Requires inscription of the year of minting or issuance of the coin and the inscriptions "E Pluribus Unum" and "In God We Trust" to be edge-incused into the coin.

Prohibits inclusion of a President who has not completed his or her term of service (sitting President).

(Sec. 4) Instructs the Secretary of the Treasury to: (1) issue gold bullion $10 coins emblematic of the spouse of each such President during the same period in which the $1 coins are issued; (2) prescribe the maximum number of bullion coins issued with each design selected; and (3) announce the maximum number of bullion coins that will be issued before the issuance of each such design.

Provides for the design of such a bullion coin in the case of any President who served without a spouse.

Authorizes the Secretary to strike and sell bronze medals that bear the likeness of such authorized bullion coins.

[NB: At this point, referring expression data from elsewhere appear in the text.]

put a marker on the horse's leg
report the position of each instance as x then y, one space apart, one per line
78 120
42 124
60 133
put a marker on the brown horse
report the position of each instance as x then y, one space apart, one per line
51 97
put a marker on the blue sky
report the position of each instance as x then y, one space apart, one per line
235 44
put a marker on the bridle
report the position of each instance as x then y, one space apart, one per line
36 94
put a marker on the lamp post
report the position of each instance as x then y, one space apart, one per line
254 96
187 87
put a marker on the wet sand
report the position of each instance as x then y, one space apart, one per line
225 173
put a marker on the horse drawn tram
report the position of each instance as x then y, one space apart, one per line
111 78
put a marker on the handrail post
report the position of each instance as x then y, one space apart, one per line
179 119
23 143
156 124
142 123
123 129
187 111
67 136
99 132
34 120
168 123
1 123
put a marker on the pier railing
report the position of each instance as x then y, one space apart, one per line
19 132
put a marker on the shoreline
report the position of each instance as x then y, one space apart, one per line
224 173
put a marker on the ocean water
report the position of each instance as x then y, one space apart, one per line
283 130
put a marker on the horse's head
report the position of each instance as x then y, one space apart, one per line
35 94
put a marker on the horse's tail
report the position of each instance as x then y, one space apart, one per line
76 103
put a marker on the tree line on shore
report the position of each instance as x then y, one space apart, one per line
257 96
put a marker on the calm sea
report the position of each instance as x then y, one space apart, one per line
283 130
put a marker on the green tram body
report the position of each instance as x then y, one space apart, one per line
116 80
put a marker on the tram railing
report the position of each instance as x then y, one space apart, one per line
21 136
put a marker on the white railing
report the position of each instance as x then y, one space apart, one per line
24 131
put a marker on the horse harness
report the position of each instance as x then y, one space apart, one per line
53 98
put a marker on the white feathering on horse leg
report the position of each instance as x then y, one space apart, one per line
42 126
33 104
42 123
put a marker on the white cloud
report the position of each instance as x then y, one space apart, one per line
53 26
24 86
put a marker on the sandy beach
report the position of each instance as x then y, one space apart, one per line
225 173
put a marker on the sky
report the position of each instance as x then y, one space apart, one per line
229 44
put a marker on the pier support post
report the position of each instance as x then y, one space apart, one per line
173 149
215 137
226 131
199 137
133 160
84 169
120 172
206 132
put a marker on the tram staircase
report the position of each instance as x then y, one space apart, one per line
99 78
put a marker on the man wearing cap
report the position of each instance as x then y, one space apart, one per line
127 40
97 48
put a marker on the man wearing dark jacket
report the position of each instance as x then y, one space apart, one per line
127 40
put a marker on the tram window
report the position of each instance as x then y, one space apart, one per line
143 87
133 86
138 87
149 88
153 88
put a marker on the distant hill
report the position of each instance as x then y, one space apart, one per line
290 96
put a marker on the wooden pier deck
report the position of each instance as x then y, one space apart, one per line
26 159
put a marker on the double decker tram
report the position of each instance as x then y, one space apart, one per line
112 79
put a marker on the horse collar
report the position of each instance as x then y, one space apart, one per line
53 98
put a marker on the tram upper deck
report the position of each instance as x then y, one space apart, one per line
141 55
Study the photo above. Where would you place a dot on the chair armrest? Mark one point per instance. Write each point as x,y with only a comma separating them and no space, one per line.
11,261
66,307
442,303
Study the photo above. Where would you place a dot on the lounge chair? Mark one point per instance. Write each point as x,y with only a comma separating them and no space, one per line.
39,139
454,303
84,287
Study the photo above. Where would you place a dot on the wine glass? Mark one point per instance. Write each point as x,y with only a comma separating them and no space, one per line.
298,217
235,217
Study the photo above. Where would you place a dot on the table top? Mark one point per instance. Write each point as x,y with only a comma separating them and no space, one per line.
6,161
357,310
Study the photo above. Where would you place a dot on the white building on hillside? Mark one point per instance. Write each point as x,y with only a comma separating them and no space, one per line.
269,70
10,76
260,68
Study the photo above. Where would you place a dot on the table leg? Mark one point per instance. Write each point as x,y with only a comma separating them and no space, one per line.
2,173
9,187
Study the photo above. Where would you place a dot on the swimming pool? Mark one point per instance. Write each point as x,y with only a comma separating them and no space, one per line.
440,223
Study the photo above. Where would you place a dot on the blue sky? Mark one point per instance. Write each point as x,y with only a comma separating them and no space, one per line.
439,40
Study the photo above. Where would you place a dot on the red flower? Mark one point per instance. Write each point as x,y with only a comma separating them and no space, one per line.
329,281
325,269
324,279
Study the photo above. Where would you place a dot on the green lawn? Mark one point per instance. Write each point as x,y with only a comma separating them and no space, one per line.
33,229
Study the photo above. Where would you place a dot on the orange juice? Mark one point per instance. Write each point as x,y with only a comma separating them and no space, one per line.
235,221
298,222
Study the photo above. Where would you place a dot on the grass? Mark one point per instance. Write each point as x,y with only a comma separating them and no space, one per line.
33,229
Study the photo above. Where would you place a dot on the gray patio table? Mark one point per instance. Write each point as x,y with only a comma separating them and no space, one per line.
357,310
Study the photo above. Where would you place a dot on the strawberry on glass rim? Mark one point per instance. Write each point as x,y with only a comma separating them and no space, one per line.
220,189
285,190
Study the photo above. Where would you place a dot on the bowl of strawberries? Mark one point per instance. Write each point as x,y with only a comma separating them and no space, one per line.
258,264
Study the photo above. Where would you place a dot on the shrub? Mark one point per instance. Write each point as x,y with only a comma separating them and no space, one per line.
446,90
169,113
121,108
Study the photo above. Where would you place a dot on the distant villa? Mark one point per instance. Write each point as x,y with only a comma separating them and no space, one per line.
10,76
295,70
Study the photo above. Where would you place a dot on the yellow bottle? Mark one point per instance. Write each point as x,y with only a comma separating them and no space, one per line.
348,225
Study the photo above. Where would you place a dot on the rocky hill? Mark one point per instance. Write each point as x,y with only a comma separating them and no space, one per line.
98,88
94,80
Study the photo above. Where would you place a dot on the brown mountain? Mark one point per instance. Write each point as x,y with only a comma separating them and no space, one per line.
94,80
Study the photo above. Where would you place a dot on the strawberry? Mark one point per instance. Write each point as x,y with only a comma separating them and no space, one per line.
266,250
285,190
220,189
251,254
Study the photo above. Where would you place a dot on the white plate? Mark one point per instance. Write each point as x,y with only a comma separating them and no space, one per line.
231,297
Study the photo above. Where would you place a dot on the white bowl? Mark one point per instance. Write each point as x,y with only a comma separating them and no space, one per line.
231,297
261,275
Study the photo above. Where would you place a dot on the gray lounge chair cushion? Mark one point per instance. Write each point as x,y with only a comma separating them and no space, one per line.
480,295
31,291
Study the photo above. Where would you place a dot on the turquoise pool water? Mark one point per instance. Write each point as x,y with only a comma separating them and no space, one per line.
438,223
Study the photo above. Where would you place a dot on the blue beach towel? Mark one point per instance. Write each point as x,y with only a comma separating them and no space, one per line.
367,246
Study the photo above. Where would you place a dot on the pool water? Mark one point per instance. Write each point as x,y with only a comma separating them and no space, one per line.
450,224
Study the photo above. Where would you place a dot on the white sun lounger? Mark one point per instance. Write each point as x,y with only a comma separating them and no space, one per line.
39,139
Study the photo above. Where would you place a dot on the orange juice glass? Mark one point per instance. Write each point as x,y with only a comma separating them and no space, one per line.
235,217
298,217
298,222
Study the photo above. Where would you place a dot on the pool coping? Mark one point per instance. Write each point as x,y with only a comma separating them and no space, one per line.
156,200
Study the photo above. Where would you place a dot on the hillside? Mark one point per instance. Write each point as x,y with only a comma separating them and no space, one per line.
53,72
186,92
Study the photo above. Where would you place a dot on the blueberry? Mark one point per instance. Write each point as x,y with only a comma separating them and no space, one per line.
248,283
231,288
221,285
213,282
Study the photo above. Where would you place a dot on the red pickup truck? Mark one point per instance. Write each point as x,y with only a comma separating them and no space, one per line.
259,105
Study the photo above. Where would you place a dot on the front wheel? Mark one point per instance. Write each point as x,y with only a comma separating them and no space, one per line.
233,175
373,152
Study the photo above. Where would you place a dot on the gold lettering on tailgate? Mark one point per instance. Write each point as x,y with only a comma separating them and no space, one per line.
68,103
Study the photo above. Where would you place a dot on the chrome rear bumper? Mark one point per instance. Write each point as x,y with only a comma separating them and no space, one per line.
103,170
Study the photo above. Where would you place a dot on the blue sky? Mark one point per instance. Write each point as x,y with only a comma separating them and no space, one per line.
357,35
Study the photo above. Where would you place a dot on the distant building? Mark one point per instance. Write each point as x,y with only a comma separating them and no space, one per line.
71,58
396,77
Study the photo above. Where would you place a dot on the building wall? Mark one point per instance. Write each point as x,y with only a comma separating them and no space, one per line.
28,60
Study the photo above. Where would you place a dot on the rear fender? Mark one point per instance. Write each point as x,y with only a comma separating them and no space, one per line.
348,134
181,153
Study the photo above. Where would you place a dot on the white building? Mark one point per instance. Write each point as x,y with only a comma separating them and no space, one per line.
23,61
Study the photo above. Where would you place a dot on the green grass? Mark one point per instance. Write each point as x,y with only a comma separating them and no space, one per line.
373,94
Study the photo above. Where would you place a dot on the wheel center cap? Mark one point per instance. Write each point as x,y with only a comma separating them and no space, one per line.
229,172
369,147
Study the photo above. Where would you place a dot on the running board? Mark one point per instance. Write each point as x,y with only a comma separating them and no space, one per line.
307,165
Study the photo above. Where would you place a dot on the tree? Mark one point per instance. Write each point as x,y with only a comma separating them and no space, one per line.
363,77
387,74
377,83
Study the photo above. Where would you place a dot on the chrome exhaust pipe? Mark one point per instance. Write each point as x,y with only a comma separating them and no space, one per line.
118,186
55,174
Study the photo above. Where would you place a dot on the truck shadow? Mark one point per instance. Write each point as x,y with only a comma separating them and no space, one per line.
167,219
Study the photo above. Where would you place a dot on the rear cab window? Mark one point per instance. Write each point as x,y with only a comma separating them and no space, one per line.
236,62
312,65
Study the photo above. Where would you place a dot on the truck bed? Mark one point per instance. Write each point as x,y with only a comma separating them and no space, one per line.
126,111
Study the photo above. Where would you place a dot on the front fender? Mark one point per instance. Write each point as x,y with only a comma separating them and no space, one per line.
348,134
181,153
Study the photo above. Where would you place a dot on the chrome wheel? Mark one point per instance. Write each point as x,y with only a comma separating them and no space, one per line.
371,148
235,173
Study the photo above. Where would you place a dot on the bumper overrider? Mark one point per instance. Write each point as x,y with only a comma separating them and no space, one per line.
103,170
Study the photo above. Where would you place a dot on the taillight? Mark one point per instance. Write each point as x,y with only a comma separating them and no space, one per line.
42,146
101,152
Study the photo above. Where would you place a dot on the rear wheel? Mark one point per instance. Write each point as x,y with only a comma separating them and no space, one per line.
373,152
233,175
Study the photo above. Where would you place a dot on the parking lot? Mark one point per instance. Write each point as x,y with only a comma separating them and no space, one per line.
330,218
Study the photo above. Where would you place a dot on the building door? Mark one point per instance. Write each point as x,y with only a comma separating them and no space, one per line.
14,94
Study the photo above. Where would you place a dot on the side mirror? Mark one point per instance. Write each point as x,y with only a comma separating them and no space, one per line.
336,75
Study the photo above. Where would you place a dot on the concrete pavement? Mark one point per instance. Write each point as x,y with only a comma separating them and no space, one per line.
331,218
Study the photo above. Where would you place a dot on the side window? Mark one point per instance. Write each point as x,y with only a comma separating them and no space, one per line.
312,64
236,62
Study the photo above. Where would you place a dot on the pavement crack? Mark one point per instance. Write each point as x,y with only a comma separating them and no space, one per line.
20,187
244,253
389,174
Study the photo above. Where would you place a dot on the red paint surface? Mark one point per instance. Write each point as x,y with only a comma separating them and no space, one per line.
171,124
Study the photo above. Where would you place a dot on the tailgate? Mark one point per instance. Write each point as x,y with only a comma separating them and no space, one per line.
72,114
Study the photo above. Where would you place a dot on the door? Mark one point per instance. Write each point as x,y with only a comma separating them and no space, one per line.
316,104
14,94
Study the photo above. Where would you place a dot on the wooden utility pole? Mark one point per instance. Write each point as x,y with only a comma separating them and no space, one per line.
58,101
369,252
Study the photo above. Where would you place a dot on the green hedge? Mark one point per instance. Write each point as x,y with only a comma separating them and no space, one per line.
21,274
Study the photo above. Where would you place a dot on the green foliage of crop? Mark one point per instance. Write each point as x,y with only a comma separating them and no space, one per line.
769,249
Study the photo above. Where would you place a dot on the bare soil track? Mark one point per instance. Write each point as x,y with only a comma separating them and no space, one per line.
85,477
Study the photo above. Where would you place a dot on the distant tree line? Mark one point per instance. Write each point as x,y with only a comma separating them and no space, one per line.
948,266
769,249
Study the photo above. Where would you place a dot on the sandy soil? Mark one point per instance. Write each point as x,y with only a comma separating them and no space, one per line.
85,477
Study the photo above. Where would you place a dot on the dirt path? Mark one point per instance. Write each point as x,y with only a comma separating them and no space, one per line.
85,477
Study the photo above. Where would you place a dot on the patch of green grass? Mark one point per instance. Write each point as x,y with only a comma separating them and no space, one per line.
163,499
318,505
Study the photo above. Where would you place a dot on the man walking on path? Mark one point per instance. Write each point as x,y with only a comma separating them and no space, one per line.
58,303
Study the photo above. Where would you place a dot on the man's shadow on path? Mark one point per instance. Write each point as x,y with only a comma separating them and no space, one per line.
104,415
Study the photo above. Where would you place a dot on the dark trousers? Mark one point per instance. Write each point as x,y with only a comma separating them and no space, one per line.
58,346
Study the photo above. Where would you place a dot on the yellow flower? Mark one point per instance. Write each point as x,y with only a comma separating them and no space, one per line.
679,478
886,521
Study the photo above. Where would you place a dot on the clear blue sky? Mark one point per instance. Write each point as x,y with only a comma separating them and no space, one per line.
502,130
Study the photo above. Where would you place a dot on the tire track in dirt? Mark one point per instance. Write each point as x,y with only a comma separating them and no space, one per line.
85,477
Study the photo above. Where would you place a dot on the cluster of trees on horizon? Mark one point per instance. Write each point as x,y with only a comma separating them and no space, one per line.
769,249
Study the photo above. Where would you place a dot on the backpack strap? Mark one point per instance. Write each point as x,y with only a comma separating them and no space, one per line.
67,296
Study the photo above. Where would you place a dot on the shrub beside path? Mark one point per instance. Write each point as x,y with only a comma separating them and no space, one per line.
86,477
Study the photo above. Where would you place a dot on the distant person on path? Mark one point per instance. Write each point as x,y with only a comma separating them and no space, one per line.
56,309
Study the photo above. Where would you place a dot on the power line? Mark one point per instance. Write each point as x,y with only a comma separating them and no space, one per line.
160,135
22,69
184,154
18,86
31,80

(Sec. 5) Expresses the sense of Congress that: (1) the American tradition of not issuing a coin with the image of a living person has served the country well and deserves to be continued as a general practice; (2) the full circulation potential and cost-savings benefit projections for the presidential $1 coin program are not likely to be achieved unless the coins are delivered in ways useful to ordinary commerce; (3) the Director of the U.S. Mint should take all reasonable steps to ensure that specified coins, remain tarnish-free for as long as possible without incurring undue expense; (4) if the Secretary of the Treasury determines to include a mark denoting the U.S. Mint facility at which the coin was struck on any $1 coin minted under this Act a, such mark should be edge-incused; (5) at such time as the Board of Governors of the Federal Reserve System determines appropriate, it should separate, sequester, and not put back into circulation, any $1 coin that does not bear the designs specified in this Act; (6) the presidential $1 coin program should not be introduced with an overly expensive taxpayer-funded public relations campaign; (7) the Director of the U.S. Mint should work to ensure to take all steps necessary to expand the marketplace for bullion coins, and reduce barriers to their sale; and (8) the Board of Governors of the Federal Reserve System and the Secretary of the Treasury should take specified steps to ensure that an adequate supply of $1 coins are available for commerce and collectors.